2014 AIChE Annual Meeting
(568b) On Distributed Economic Model Predictive Control of Nonlinear Process Systems
Authors
In the context of control of large-scale nonlinear chemical process networks, an attractive control methodology is distributed model predictive control (DMPC) because it has the ability to control multiple-input multiple-output with input and state constraints while remaining computationally feasible to implement on-line through a distributed implementation of the computation (i.e., the computation is distributed to multiple processors) [1]-[2]. Recently, significant effort within the chemical process control community has focused on (centralized) economic model predictive control (e.g., [3]) which combines the advantages of a predictive control methodology with dynamic economic optimization by using a cost function that accounts for the process economics. Since EMPC may use a general (nonlinear) economic cost function and it may dictate a time-varying operation strategy, the on-line computation required to solve EMPC may be significant especially for large-scale process networks. Thus, distributed EMPC (DEMPC) may be one choice to significantly reduce the on-line computational burden. While early work on distributed EMPC (DEMPC) has shown some promising results in this direction [4]-[5], more work in this direction is in order including the development of DEMPC algorithms, rigorous theoretical stability analysis, and novel control loop decompositions methodologies tailored for DEMPC.
In this work, we focus on the development of sequential and iterative DEMPC for nonlinear chemical processes. The theoretical contribution of this work consists of three main parts. First, a novel control loop decomposition methodology on the basis of the process economics is developed. Second, two DEMPC schemes, designed with specific Lyapunov-based constraints [4], are formulated for sequential and iterative implementation, respectively. Third, a rigorous stability analysis of each of the DEMPC architectures is provided. While the stability analysis will be provided for general nonlinear process systems typically arising in chemical process industries, we tailor the formulation of the DEMPC algorithms with a specific focus on chemical processes that achieve better economic performance when operated in a time-varying fashion (e.g., periodic operation). The DEMPC architectures are demonstrated with a chemical process example previously studied in the context of periodic operation.
[1] Christofides PD, Liu J, Munoz de la Pena D. Networked and Distributed Predictive Control: Methods and Nonlinear Process Network Applications. Advances in Industrial Control Series. London, England: Springer-Verlag, 2011.
[2] Christofides PD, Scattolini R, Munoz de la Pena D, Liu J. Distributed model predictive control: A tutorial review and future research directions. Computers and Chemical Engineering. 2013;51:21-41.

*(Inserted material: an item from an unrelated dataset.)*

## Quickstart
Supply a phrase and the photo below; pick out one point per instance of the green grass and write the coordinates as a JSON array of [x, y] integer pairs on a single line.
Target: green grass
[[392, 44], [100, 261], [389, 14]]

[3] Angeli D, Amrit R, Rawlings JB. On average performance and stability of economic model predictive control. IEEE Transactions on Automatic Control. 2012;57:1615-1626.
[4] Chen X, Heidarinejad M, Liu J, and Christofides PD. Distributed economic MPC: Application to a nonlinear chemical process network. Journal of Process Control. 2012;22:689-699.
[5] Lee J and Angeli D. Distributed cooperative nonlinear economic MPC. In: Proceedings of the 20th International Symposium on Mathematical Theory of Networks and Systems. Melbourne, Australia. 2012.